I'm finally back from Field Trip. For those of you who don't know, Field Trip is a week long photography conference that takes place at El Capitan Canyon outside of Santa Barbara, California. I was actually there working - one of my many jobs is for Photo Field Trip. I'm really a Jack of All trades and master of none. Truly. Most of my time at FT was spent screen printing shirts in a tent for hours on end. I think they came out great but we'll see what happens with that next year.
I wouldn't say I'm a proper photographer just yet - I took a photography class in art school (35mm bw stuff, full Monty)- so I understand the formal and technical aspects of it, but haven't really pursued it or spent time with it. It was humbling but also inspiring to see and meet all these photographers from around the world and what they do with it. I don't have the nicest camera, but I think it's good enough for now. I think my main challenge has been trying to figure out what to do with photography - what do I have to say or what do I want to photograph? As an artist, I've had to ask myself this question before, but the process (at least for me) for my visual art and photo are very different and have different goals.

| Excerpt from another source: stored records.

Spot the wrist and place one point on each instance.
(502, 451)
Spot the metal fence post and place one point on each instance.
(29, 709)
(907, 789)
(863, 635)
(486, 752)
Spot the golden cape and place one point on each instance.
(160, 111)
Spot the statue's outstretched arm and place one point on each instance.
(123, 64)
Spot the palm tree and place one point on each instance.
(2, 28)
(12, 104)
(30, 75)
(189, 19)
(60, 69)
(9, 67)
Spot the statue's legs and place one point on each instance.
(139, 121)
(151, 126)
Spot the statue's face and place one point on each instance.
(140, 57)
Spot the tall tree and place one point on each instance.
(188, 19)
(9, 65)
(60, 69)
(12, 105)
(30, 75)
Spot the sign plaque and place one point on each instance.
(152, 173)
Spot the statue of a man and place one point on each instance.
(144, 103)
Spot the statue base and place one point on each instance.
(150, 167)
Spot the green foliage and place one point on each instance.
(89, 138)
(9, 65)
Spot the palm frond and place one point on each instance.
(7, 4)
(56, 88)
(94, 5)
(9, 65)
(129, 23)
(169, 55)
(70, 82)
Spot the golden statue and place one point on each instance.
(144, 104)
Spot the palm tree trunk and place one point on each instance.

I was pretty busy the entire time, so I only made it to one class, but I think I picked the right one. Yan Palmer gave an amazing and vulnerable talk about working from inner truth and truly finding what motivates you. I'm not doing a good job of describing it, because I'm making it sound very camp counselor-Y. It was not that - trust me. All I can say is that it sparked a question in me in a way that I haven't been challenged to answer before. I'm searching for those answers and have found a renewed drive to explore photography again. It's very easy to be discouraged, especially being surrounded by so many amazing photographers, but I'm going to move forward, and try to find the space to take risks with photo and be vulnerable in the way that I am in my visual art.